RolStoppable said: Make up your mind, Soundwave. You can't say good riddance to casuals because they don't spend any money on games and on the same day say that casuals spend so much money on mobile gaming that it's negatively affecting portable gaming. Or does this revenue count as hardcore gaming now? |
Well one I have been very consistent on this. Number two, most of these mobile gamers do not actually spend any money at all. Here's a study that concluded only 1.9% of mobile gamers actually ever spend any real money on the mobile games they're playing:
The majority of the revenue from these games is coming from the free advertising, most people don't use actual money to buy any of the in-app purchases but are willing to put up with shitty ads. Don't confuse revenue with money spent.
This is where your vaunted Wii Sports/Fit/Brain Training audience has left to and they will never come back. Actually the fact that these people won't even spend $2-$3 on a app anymore shows one key part of the problem I've been saying for ages. You can't give these poeple, who don't particularily care that much about gaming in the first place, thousands of free games that can occupy any free time they have and then think they're just suddenly going to spend $50 on a video game. Apple and Google poisoned the well and changed the way they view/value games.

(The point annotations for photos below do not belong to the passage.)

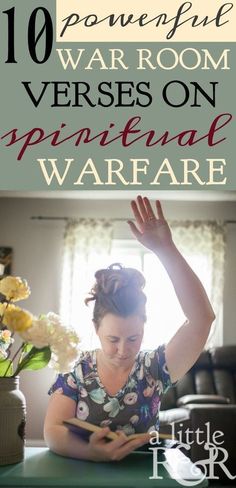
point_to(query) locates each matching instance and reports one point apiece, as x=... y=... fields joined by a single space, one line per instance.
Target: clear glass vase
x=12 y=421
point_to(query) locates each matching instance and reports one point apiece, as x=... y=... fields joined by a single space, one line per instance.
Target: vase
x=12 y=421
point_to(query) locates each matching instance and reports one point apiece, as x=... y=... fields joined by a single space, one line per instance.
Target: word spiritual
x=143 y=20
x=128 y=136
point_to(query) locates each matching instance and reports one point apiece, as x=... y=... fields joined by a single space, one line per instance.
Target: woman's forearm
x=189 y=290
x=61 y=441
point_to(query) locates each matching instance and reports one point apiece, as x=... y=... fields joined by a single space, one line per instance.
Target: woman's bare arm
x=154 y=233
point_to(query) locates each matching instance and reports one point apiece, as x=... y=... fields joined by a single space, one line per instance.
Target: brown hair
x=117 y=290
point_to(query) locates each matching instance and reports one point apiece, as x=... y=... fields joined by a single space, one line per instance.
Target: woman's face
x=121 y=338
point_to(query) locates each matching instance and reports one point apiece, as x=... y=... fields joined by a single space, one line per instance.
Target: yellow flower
x=4 y=306
x=6 y=336
x=16 y=319
x=14 y=288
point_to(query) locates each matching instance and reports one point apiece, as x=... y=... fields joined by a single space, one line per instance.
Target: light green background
x=18 y=111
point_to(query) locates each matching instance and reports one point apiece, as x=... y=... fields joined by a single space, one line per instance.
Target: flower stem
x=14 y=357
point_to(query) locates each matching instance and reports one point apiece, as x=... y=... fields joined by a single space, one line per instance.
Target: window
x=202 y=244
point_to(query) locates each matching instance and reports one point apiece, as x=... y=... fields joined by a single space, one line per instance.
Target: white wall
x=37 y=257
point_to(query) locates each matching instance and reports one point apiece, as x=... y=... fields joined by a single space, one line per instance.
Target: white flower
x=48 y=330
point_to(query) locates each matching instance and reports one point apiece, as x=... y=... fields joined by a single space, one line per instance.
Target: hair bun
x=115 y=277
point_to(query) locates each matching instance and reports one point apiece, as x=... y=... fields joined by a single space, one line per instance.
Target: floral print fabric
x=134 y=409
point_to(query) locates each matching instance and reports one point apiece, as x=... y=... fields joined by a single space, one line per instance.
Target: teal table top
x=42 y=468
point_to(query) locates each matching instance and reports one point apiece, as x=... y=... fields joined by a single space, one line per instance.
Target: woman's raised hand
x=149 y=229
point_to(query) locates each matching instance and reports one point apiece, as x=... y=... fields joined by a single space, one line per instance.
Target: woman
x=118 y=387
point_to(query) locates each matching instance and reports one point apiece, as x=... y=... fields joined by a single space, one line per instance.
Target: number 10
x=33 y=36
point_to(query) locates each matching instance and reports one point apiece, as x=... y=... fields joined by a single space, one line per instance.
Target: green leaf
x=35 y=359
x=4 y=366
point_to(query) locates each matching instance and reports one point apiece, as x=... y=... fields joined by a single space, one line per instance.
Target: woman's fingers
x=97 y=436
x=129 y=447
x=137 y=213
x=134 y=229
x=159 y=210
x=150 y=213
x=142 y=208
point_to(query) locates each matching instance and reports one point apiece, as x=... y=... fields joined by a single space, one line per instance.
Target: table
x=42 y=468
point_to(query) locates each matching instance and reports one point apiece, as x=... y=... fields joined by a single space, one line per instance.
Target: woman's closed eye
x=133 y=338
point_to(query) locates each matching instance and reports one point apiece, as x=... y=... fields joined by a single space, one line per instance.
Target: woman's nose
x=122 y=349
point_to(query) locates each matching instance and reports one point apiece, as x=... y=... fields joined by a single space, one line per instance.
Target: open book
x=84 y=429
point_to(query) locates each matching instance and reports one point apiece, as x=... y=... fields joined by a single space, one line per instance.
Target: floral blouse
x=134 y=409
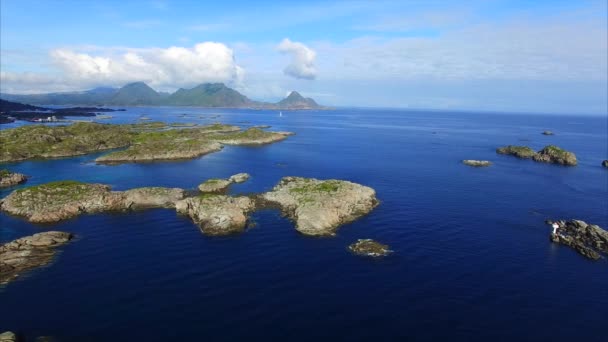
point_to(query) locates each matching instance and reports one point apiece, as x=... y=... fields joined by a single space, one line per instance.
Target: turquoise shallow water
x=472 y=257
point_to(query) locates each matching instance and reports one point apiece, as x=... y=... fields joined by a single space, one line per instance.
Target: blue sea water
x=472 y=258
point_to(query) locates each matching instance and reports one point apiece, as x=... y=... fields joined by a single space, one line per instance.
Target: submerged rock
x=220 y=185
x=588 y=240
x=369 y=247
x=319 y=207
x=56 y=201
x=29 y=252
x=476 y=163
x=217 y=214
x=8 y=178
x=549 y=154
x=556 y=155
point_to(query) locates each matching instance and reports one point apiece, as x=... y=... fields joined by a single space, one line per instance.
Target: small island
x=8 y=178
x=589 y=240
x=219 y=185
x=476 y=163
x=56 y=201
x=318 y=207
x=148 y=141
x=29 y=252
x=370 y=248
x=549 y=154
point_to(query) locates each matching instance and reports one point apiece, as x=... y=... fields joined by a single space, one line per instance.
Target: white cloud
x=302 y=63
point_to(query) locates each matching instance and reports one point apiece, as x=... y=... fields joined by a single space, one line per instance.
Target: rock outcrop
x=217 y=214
x=319 y=207
x=56 y=201
x=219 y=185
x=8 y=178
x=476 y=163
x=555 y=155
x=549 y=154
x=29 y=252
x=518 y=151
x=369 y=247
x=588 y=240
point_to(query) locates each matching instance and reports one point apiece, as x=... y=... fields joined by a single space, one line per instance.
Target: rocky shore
x=217 y=214
x=319 y=207
x=8 y=178
x=28 y=253
x=369 y=247
x=549 y=154
x=147 y=141
x=219 y=185
x=588 y=240
x=476 y=163
x=56 y=201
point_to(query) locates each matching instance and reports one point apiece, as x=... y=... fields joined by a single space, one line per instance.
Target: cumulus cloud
x=161 y=68
x=302 y=63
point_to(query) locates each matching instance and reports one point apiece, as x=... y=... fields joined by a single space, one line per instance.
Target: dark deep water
x=472 y=256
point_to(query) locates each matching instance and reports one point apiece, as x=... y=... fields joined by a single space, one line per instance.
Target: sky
x=494 y=55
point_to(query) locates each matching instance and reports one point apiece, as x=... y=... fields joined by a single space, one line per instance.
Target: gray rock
x=239 y=178
x=29 y=252
x=217 y=214
x=319 y=207
x=369 y=247
x=588 y=240
x=476 y=163
x=56 y=201
x=8 y=178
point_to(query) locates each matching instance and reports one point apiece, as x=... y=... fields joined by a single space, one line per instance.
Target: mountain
x=140 y=94
x=8 y=106
x=135 y=94
x=296 y=101
x=97 y=97
x=209 y=95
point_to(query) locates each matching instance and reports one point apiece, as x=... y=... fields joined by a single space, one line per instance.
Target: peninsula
x=143 y=142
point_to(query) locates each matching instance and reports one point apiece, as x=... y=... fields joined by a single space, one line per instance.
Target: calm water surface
x=472 y=256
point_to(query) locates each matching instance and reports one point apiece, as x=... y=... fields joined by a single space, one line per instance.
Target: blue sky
x=524 y=56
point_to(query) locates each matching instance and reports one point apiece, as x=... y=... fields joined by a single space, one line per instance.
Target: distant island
x=214 y=95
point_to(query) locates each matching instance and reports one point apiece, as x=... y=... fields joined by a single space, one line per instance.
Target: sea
x=471 y=261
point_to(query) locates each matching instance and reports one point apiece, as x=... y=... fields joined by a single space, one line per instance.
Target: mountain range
x=216 y=95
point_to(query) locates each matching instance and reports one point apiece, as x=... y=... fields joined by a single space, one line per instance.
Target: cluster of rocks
x=56 y=201
x=8 y=178
x=319 y=207
x=219 y=185
x=29 y=252
x=589 y=240
x=476 y=163
x=369 y=247
x=549 y=154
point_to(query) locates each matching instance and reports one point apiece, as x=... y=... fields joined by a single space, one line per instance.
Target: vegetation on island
x=143 y=141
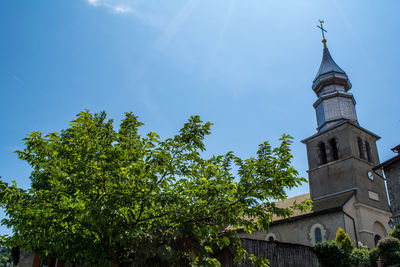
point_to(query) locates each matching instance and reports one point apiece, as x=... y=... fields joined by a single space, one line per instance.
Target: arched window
x=271 y=237
x=333 y=148
x=360 y=148
x=322 y=153
x=376 y=239
x=368 y=149
x=318 y=235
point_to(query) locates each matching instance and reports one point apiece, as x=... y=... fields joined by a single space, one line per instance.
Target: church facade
x=345 y=191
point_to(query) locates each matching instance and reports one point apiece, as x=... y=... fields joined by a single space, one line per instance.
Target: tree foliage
x=395 y=233
x=343 y=241
x=338 y=252
x=389 y=250
x=101 y=195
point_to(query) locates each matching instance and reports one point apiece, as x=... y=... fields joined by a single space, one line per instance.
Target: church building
x=345 y=191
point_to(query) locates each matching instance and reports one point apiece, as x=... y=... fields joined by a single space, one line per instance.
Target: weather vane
x=322 y=28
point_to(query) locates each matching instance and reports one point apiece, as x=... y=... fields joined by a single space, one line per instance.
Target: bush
x=330 y=254
x=343 y=241
x=389 y=250
x=396 y=232
x=359 y=256
x=373 y=257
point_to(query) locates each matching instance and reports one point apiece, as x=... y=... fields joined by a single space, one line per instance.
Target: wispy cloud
x=18 y=80
x=115 y=7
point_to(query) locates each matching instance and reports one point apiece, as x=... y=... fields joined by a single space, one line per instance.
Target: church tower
x=345 y=190
x=342 y=153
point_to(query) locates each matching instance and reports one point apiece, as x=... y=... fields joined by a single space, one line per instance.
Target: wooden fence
x=279 y=254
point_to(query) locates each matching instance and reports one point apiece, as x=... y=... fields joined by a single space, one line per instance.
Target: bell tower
x=341 y=153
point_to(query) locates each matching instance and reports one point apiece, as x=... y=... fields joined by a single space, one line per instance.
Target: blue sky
x=245 y=65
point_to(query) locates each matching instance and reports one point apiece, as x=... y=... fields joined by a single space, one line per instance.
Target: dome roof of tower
x=330 y=73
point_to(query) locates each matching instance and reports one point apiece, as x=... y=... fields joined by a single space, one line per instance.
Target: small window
x=318 y=235
x=376 y=239
x=322 y=153
x=360 y=148
x=368 y=149
x=334 y=150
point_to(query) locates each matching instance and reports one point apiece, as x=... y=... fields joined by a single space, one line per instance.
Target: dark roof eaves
x=338 y=125
x=303 y=216
x=387 y=162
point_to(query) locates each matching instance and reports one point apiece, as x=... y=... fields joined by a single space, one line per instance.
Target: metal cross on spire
x=322 y=28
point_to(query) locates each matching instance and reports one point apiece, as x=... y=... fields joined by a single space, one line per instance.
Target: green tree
x=395 y=233
x=389 y=250
x=102 y=196
x=5 y=256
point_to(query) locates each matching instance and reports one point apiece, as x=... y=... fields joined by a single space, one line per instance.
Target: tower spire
x=331 y=84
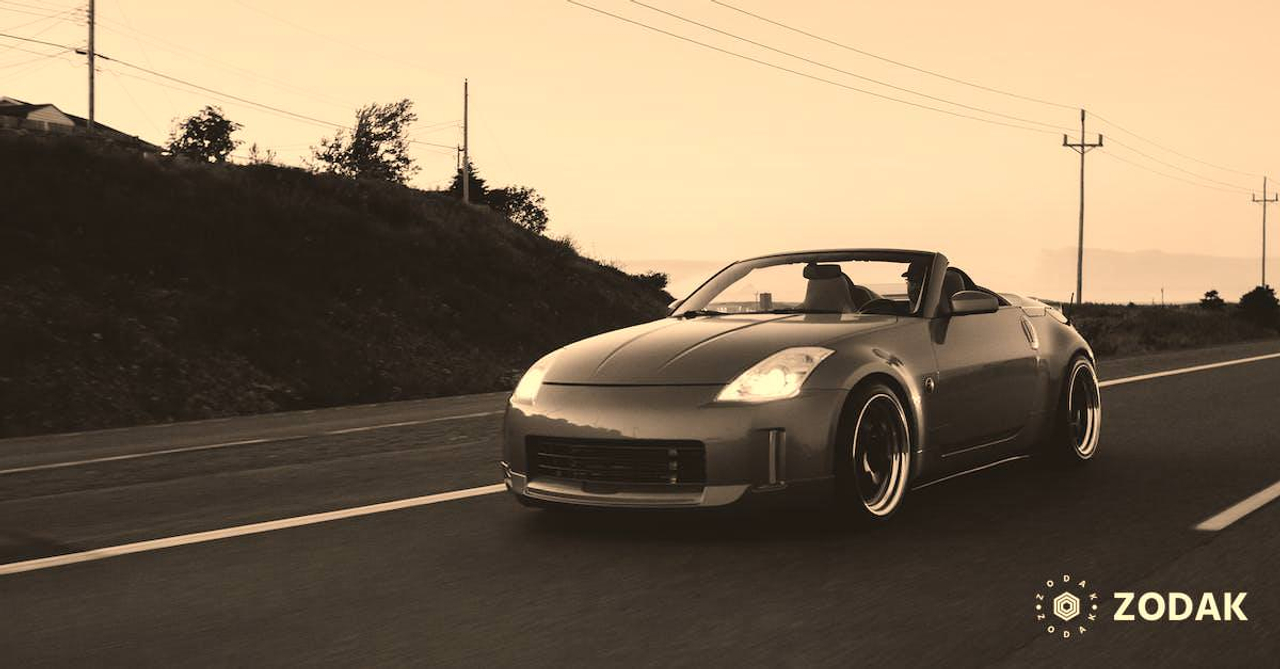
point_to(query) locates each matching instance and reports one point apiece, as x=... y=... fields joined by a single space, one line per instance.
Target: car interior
x=830 y=289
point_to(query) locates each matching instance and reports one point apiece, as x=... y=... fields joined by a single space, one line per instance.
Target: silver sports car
x=849 y=376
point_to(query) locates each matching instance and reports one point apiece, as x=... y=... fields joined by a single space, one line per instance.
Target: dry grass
x=142 y=289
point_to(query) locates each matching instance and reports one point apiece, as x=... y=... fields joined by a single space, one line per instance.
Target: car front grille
x=618 y=461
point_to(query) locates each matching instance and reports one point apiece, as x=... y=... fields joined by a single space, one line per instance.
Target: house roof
x=22 y=109
x=12 y=106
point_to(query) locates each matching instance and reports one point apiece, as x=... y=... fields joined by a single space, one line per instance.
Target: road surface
x=480 y=581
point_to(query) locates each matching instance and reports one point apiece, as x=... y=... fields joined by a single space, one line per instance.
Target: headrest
x=915 y=270
x=822 y=271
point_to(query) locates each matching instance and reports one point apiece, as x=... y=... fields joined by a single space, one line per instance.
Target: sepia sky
x=649 y=147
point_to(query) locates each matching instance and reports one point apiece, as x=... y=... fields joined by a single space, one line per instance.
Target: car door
x=984 y=384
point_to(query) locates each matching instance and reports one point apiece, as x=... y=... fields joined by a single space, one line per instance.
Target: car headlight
x=533 y=380
x=777 y=376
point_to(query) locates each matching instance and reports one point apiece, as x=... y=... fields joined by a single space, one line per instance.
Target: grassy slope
x=141 y=289
x=1116 y=330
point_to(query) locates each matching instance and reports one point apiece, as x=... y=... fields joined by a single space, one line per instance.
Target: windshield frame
x=735 y=271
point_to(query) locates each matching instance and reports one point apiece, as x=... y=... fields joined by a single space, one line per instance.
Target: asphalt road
x=483 y=581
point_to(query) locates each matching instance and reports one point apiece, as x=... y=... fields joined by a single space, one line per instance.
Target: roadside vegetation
x=142 y=288
x=1118 y=330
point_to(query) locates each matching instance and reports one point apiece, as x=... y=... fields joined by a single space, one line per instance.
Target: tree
x=653 y=279
x=376 y=147
x=205 y=136
x=520 y=204
x=479 y=191
x=1261 y=306
x=257 y=156
x=1212 y=301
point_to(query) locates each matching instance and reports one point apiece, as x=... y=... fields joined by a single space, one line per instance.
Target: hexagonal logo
x=1066 y=606
x=1072 y=604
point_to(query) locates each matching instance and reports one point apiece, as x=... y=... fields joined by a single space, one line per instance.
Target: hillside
x=138 y=289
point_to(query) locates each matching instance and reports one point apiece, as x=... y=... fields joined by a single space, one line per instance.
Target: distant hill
x=137 y=289
x=1138 y=275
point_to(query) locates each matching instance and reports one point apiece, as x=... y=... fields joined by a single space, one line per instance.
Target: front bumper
x=778 y=449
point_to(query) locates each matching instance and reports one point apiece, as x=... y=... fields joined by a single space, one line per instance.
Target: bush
x=1260 y=306
x=1212 y=301
x=174 y=291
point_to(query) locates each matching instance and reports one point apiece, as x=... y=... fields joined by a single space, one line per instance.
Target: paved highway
x=481 y=581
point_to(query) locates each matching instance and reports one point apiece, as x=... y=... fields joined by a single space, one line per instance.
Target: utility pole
x=90 y=65
x=1264 y=202
x=466 y=155
x=1082 y=147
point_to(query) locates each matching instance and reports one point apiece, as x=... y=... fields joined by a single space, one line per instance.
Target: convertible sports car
x=850 y=376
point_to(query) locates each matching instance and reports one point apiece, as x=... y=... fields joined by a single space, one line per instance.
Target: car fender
x=909 y=372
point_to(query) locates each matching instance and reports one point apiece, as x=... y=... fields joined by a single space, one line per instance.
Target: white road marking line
x=240 y=443
x=368 y=427
x=255 y=528
x=402 y=424
x=1240 y=509
x=1185 y=370
x=135 y=456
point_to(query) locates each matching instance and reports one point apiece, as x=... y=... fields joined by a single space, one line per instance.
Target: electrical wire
x=1169 y=175
x=899 y=63
x=944 y=100
x=39 y=56
x=1116 y=125
x=1176 y=168
x=814 y=77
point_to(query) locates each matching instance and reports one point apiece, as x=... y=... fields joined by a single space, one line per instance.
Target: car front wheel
x=873 y=456
x=1079 y=415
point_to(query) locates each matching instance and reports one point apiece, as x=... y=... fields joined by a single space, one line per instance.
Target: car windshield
x=826 y=283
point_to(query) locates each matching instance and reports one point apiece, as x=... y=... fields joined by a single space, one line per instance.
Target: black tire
x=530 y=503
x=1077 y=427
x=872 y=456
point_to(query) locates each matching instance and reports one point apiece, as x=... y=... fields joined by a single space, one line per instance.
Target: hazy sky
x=648 y=147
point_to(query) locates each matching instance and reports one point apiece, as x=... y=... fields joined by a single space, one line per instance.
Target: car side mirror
x=965 y=302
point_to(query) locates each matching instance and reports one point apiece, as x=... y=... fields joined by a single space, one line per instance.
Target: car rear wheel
x=873 y=456
x=1079 y=415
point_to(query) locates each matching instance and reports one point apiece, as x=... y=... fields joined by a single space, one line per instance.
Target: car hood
x=698 y=351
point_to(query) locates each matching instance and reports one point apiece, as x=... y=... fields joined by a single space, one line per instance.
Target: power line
x=263 y=105
x=983 y=110
x=775 y=65
x=140 y=37
x=33 y=40
x=1165 y=174
x=1116 y=125
x=39 y=56
x=1098 y=117
x=1176 y=168
x=899 y=63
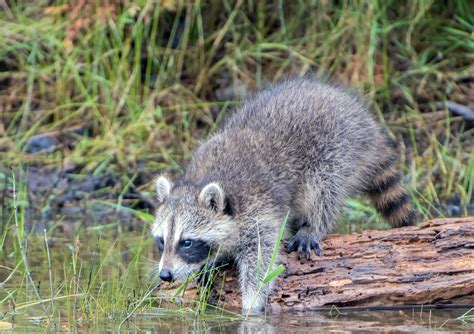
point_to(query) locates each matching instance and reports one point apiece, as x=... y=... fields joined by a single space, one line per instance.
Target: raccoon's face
x=192 y=228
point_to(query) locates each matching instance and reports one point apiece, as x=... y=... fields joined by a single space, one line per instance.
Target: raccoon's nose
x=166 y=275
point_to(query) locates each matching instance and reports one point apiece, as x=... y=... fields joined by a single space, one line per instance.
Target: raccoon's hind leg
x=388 y=195
x=316 y=207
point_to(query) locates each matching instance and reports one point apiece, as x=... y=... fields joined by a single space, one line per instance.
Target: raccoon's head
x=192 y=226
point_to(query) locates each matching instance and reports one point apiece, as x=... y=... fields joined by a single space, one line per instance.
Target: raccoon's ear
x=163 y=188
x=212 y=197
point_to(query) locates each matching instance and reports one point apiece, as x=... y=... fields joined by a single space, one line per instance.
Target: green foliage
x=135 y=86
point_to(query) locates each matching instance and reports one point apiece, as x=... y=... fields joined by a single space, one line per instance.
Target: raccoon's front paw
x=210 y=270
x=306 y=242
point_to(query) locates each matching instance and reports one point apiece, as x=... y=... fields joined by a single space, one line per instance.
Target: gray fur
x=301 y=146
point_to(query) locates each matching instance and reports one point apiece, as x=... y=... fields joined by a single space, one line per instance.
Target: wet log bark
x=429 y=264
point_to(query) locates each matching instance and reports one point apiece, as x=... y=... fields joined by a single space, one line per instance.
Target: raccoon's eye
x=160 y=243
x=187 y=243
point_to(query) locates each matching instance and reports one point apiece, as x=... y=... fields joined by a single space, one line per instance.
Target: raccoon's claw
x=304 y=242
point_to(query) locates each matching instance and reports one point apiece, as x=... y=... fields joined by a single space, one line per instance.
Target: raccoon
x=294 y=152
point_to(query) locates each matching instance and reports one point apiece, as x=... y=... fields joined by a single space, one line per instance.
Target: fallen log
x=424 y=265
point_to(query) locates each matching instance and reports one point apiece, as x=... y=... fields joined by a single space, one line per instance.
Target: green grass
x=134 y=90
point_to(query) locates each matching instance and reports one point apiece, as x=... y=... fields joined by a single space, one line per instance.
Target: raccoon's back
x=307 y=119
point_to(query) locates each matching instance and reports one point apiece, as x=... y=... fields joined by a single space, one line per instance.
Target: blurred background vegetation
x=97 y=97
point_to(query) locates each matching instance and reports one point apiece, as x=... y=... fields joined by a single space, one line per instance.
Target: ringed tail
x=389 y=196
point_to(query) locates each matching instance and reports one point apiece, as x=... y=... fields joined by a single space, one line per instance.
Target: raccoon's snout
x=166 y=275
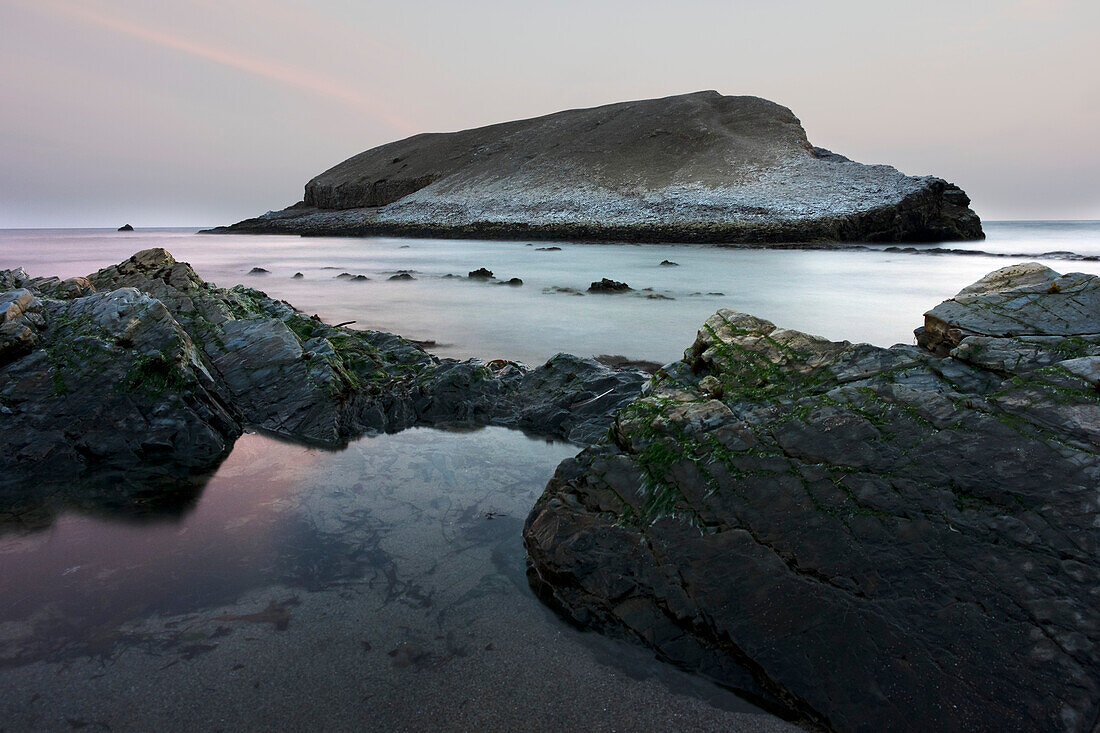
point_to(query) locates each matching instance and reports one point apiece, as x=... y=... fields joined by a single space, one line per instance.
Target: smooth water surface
x=383 y=587
x=871 y=296
x=377 y=588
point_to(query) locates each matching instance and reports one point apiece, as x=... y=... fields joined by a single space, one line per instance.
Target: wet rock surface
x=149 y=371
x=608 y=285
x=697 y=167
x=865 y=538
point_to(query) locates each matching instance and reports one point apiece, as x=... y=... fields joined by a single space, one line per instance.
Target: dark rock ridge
x=867 y=538
x=143 y=371
x=699 y=167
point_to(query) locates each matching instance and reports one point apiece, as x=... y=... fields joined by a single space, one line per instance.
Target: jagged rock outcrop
x=143 y=371
x=699 y=167
x=866 y=538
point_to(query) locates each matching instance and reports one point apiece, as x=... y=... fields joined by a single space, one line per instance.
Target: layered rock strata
x=699 y=167
x=143 y=371
x=866 y=538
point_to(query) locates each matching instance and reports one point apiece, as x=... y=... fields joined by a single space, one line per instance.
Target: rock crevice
x=895 y=538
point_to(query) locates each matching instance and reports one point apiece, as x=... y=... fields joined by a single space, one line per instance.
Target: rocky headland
x=866 y=538
x=132 y=384
x=856 y=537
x=699 y=167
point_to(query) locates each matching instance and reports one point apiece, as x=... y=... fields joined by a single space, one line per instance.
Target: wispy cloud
x=265 y=68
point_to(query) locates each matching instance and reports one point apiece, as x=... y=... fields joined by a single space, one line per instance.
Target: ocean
x=383 y=586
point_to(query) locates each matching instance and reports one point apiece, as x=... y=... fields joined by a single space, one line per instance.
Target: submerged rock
x=867 y=538
x=700 y=167
x=607 y=285
x=152 y=374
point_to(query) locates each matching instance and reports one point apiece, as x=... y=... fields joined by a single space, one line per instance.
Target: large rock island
x=903 y=538
x=699 y=167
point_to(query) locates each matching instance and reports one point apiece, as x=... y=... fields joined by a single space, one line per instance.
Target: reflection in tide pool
x=861 y=296
x=381 y=587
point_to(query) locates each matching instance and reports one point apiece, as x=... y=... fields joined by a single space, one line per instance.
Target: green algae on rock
x=143 y=372
x=867 y=538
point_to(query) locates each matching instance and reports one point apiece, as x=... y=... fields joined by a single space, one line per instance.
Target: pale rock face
x=692 y=167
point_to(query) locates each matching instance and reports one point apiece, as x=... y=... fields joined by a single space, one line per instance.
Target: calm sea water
x=382 y=587
x=860 y=296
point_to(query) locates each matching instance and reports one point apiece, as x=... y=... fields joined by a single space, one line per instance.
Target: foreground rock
x=699 y=167
x=867 y=538
x=143 y=372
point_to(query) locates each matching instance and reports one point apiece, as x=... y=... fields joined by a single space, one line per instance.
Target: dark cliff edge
x=699 y=167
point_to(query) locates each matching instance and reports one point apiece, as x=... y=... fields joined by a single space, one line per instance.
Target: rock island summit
x=697 y=167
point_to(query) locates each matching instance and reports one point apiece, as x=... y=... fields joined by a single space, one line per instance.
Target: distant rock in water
x=872 y=539
x=142 y=372
x=607 y=285
x=699 y=167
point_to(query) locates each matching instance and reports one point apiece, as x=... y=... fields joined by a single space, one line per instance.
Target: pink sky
x=204 y=112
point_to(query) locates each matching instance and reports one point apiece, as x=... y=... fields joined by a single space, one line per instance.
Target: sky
x=199 y=112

This is why Super Mario Run is not having the type of success Nintendo wanted for it. It is a 2D Mario game after all, fairly full featured, and incredibly accessible to anyone, more than even the console Mario games. And it's cheap ... $10 by Mario standards is cheap. So this should naturally be a big hit, right? Wrong. These people do not want to spend even $10 even though millions are willing to download it. They won't spend the money though. Because they have an attitude of "I'm not spending money on games", that's what they've learned from the mobile market.
Nintendo is doing just fine with Switch without casuals, if they can focus on console experiences that can be played on the go (something that even the 3DS cannot really do), they have a good enough hook for a system that they don't need these people. They'll have to work harder, make sure they market correctly, make sure they are really on top of their release lineup and the quality of the games they are releasing, but that's not neccessarily a bad thing as Nintendo is awful when they get lazy.